• Linda

Creiamo per i like o per amare? Accettare le critiche negative ma custodire un cuore selvaggio


Sevdaliza nel videoclip Shahmaran. Di sicuro un'artista dal cuore selvaggio.

Arriva un momento in cui la nostra opera non è più personale. Se prima fioriva sull'intimità di un foglio, si può avvicinare il giorno in cui decidiamo di condividerla con gli altri. Questo momento richiede un grande atto di coraggio.


Nel proprio lavoro si mettono tanti risvolti intimi, frammenti di noi stessi che modelliamo in bugie - perché alla fine narriamo di persone mai esistite - eppure, in queste finzioni ci sono le nostre verità, il sangue delle nostre battaglie, le ore più buie e le luci ardenti (che senso avrebbe un'arte distaccata da quello che viviamo come esseri umani?).


Nella condivisione delle nostre creature dobbiamo accettare di esporci a giudizi e critiche negative - a volte anche fondate! - dobbiamo abituarci a sentirci dire: "Non mi piace per niente come scrivi/dipingi/suoni/canti ecc."


Dopo il primo impatto con il cuore - che è molto doloroso - è necessario coltivare diverse riflessioni.


Non si può piacere a tutti.


Questo è valido in tutti i campi della vita e bisogna trovare il modo di accettarlo.


La critica a volte può contenere un fondo di verità.


Può spingere a evolvere, a guardare il proprio lavoro da punti di vista differenti ma non è un giudizio sulla nostra persona, su quella vita intima che abbiamo messo nella nostra arte. Se è una critica mossa da buone intenzioni, ricordiamoci che l'altro sta dando un giudizio su "ciò che gli è arrivato" o sul nostro stile e modo di esprimerci, ma non sull'essere umano che siamo. So che questo può essere difficile perché con le proprie creature artistiche si crea una forte identificazione, ma d'altra parte un giudizio può aprire importanti riflessioni: impedisce all'artista di isolarsi in una torre d'avorio.

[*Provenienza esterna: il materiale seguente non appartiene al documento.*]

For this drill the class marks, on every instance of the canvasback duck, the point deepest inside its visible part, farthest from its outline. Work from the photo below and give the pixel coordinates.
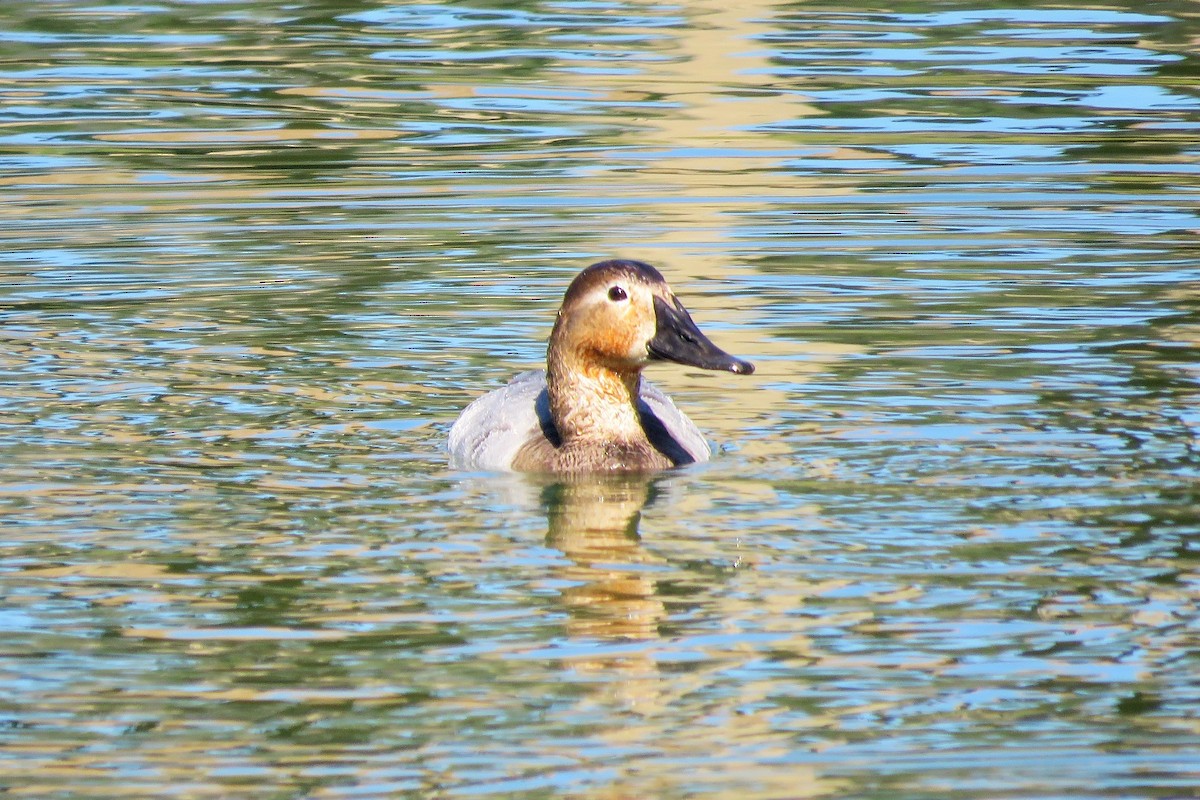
(589, 410)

Bisogna coltivare una distanza tra la critica ricevuta e il motivo che ci spinge a creare.


Custodite con amore il nucleo puro che vi brucia dentro e vi spinge alla creatività. Se non lo fate rischiate di creare in balia dei giudizi, diventando dipendenti dall'approvazione altrui. Si inizia quindi a creare per essere visti, per ricevere like e condivisioni, notorietà, bei commenti. Si nutrono giorno dopo giorno dubbi giganteschi circa il proprio valore e le proprie capacità. Le insicurezze soffocano l'originalità che possiamo portare al mondo. La creatività è selvaggia e richiede indipendenza estrema.

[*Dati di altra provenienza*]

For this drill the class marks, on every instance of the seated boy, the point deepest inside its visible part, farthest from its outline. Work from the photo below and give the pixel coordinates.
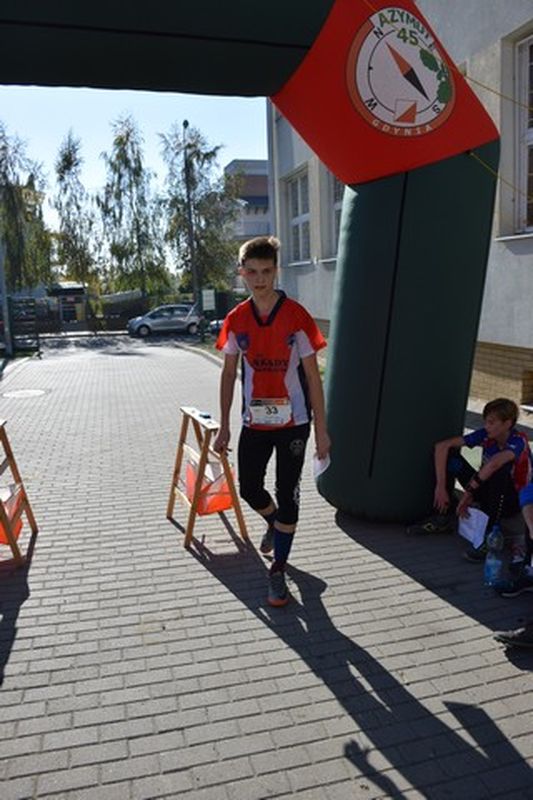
(505, 470)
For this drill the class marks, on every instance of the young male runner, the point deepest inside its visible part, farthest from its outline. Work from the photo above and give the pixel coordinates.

Come custodire questo nucleo che brucia dentro di noi?


Forse bisogna avere chiari in mente i motivi che ci spingono a creare e a condividere con il mondo le nostre opere.


Personalmente la creatività per me è qualcosa di molto intimo. Non voglio sminuire la componente di sano narcisismo che viene nutrita quando qualcuno loda le nostre opere. Chi non ama essere apprezzato? Anzi, non c'è proprio nulla di male in questo, basta non far diventare l'apprezzamento il centro della nostra arte.


Io creo perché mi è indispensabile per trasformare e metabolizzare ciò che vivo. È un modo di sentire e guardare il mondo, un atto di amore per me stessa. È un processo sotterraneo e intimo con cui cerco un significato alla mia esistenza. Alcuni prodotti di questo processo restano nell'oscurità, altri li condivido con il mondo. Perché? Perché possano portare dei messaggi, suscitare delle domande e riflessioni, magari in persone che sperimentano emozioni, esperienze e periodi di vita simili.


Sicuramente le nostre opere sono imperfette


Più passano gli anni più riusciamo a sottolineare i difetti delle nostre opere. Forse, però, la cosa importante è riconoscere questa imperfezione e accettare le nostre opere così come sono. Quando sono nate erano in linea con le persone che eravamo ed è giusto onorare ciò che siamo stati.


Forse non bisogna puntare al migliorarsi - che non significa non applicarsi con disciplina e tenacia a ciò che si fa. Forse quello che bisogna fare è non preoccuparsi minimamente e scorrere con la vita. Si crescerà, inesorabilmente muteremo e con noi emergerà anche un altro modo di guardare il mondo e di provare a dipingerlo.


Il fine di creare non è essere amati, forse è solo amare il mondo attraverso un atto di espressione autentica.


E voi perché create?


Perché condividete le vostre opere con il mondo?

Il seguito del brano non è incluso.